Terug naar bibliotheek
Boek 2. Rechtspersonen
Titel 1. Algemene bepalingen
Artikel 23c

Artikel 23c (Heropening vereffening, herleving rechtspersoon, verjaring)

Laatste versie

1. Indien na het tijdstip waarop de rechtspersoon is opgehouden te bestaan nog een schuldeiser of gerechtigde tot het saldo opkomt of van het bestaan van een bate blijkt, kan de rechtbank op verzoek van een belanghebbende de vereffening heropenen en zo nodig een vereffenaar benoemen. In dat geval herleeft de rechtspersoon, doch uitsluitend ter afwikkeling van de heropende vereffening.
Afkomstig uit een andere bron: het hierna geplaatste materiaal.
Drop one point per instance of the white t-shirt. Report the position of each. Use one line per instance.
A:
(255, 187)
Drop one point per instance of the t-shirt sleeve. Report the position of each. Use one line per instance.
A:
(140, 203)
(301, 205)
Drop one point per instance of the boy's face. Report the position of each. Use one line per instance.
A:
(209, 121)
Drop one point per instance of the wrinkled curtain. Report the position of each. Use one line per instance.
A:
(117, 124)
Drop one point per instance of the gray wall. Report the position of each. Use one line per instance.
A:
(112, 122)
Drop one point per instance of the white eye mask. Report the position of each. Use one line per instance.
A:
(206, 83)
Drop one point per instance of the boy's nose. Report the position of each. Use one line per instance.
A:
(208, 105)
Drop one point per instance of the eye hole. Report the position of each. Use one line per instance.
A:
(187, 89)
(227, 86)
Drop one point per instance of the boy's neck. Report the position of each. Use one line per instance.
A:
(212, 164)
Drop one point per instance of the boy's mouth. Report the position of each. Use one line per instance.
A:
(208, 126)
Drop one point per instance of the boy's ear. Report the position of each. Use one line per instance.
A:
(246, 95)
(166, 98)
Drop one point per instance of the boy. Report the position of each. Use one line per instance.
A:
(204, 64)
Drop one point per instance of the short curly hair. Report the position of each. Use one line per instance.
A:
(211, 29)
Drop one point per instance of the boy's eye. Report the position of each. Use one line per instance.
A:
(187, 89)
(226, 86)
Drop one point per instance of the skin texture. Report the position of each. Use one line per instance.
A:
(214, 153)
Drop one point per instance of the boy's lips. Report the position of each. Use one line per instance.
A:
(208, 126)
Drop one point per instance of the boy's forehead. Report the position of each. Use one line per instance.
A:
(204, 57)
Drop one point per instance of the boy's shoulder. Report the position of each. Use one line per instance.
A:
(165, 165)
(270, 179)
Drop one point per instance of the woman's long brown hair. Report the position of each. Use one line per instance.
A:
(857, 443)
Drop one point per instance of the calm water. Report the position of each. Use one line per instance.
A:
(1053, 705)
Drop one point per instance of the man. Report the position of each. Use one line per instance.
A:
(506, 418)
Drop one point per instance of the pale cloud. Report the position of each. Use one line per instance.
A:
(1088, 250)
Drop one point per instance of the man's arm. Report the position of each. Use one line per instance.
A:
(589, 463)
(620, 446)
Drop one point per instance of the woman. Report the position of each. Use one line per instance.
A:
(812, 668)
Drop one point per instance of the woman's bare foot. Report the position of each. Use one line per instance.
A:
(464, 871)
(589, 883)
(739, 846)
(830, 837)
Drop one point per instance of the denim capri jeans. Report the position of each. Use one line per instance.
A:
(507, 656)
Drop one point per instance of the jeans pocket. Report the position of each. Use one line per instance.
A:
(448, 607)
De vereffenaar is bevoegd van elk der gerechtigden terug te vorderen hetgeen deze te veel uit het overschot heeft ontvangen.

2. Gedurende het tijdvak waarin de rechtspersoon had opgehouden te bestaan, is er een verlengingsgrond als bedoeld in artikel 320 van Boek 3 ten aanzien van de verjaring van rechtsvorderingen van of tegen de rechtspersoon.

Uitleg in duidelijke taal

1. Indien na het tijdstip waarop de rechtspersoon is opgehouden te bestaan nog een schuldeiser of gerechtigde tot het saldo opkomt of van het bestaan van een bate blijkt, kan de rechtbank op verzoek van een belanghebbende de vereffening heropenen en zo nodig een vereffenaar benoemen. In dat geval herleeft de rechtspersoon, doch uitsluitend ter afwikkeling van de heropende vereffening. De vereffenaar is bevoegd van elk der gerechtigden terug te vorderen hetgeen deze te veel uit het overschot heeft ontvangen.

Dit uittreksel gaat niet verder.